Kathie Gadberry, chief development officer for the Dream Center, described the center’s 15-month Life Recovery School as the cornerstone for residents developing their faith in God and weaning themselves off drugs. The program teaches residents to transcend “life-controlling issues” that include serious sexual abuse, depression and broken families.

Many Dream Center residents who progress through the residential program earn jobs and added responsibilities.  

“When they come here, they’re so broken and they haven’t felt love in a long time,” Gadberry said. “People accept that and they feel appreciated.” 

Dream Center resident Carl Swift most recently served more than two years in the Arizona Department of Corrections following a drug conviction. He said he fought the law for nearly 20 years and abused drugs for most of his adult life.

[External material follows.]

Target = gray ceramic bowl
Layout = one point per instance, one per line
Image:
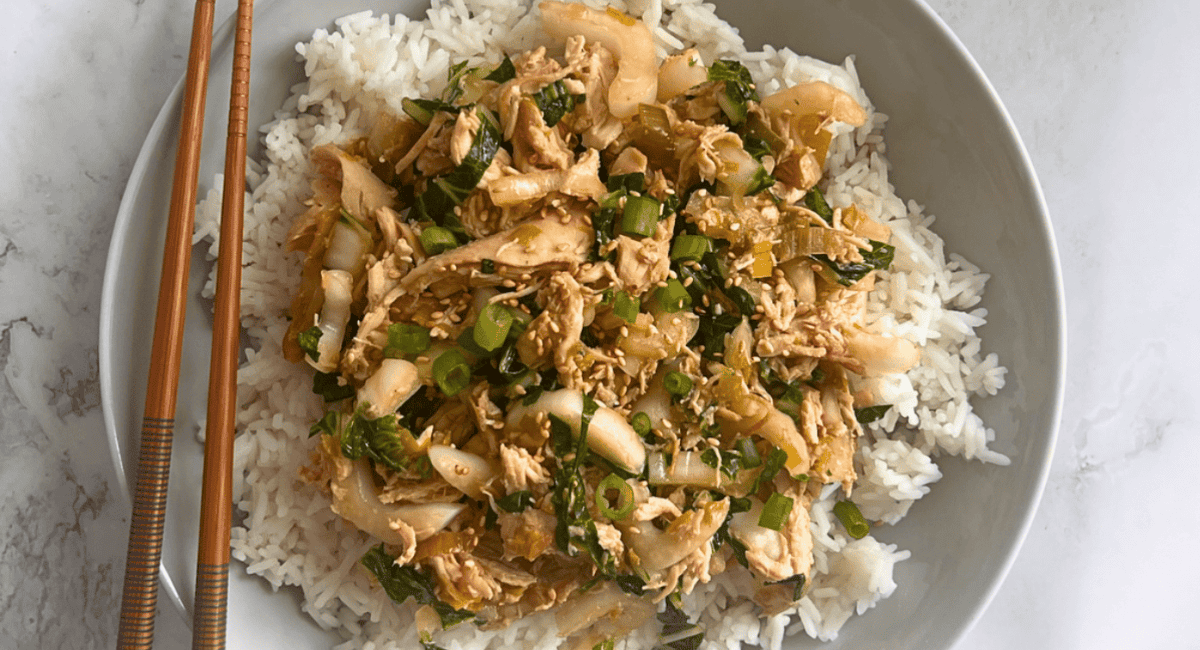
(953, 149)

“I had about eight strikes,” said Swift, 60. “They were going to bury me. I spoke out to God and told Him, ‘Do something here and I’ll serve you for the rest of my life.’”

In the Dream Center, he found a home to recover and connect with God. After one year, he now works as an assistant to the center’s pastors and hopes to become a pastor to minister to people struggling through life on the streets.  

Jacob Page, GCU’s global outreach director, said some students volunteer weekly at the Dream Center. He added that the University’s Spiritual Life office plans to grow its relationship with the recovery program to impact the lives of the program’s rescued residents and to encourage students to go beyond volunteering for a few hours each semester through Serve the City.

Fewer students worked Saturday at Our Lady of Guadalupe, although the cleanup carried a major impact for Sister Linda Campbell, one of four independent Benedictine sisters who run the monastery on a seven-acre property near Thomas Road and 83rd Avenue.

The sisters run a discount thrift shop and organic community garden, which clothe and feed the less fortunate. Members of GCU’s men’s soccer team helped clear fronds from massive palm trees around the monastery, while other students cleared debris around the garden.

“The most exciting thing to me is to see young people so interested in community service, and to see them value this as part of a lifelong peace,” Campbell said.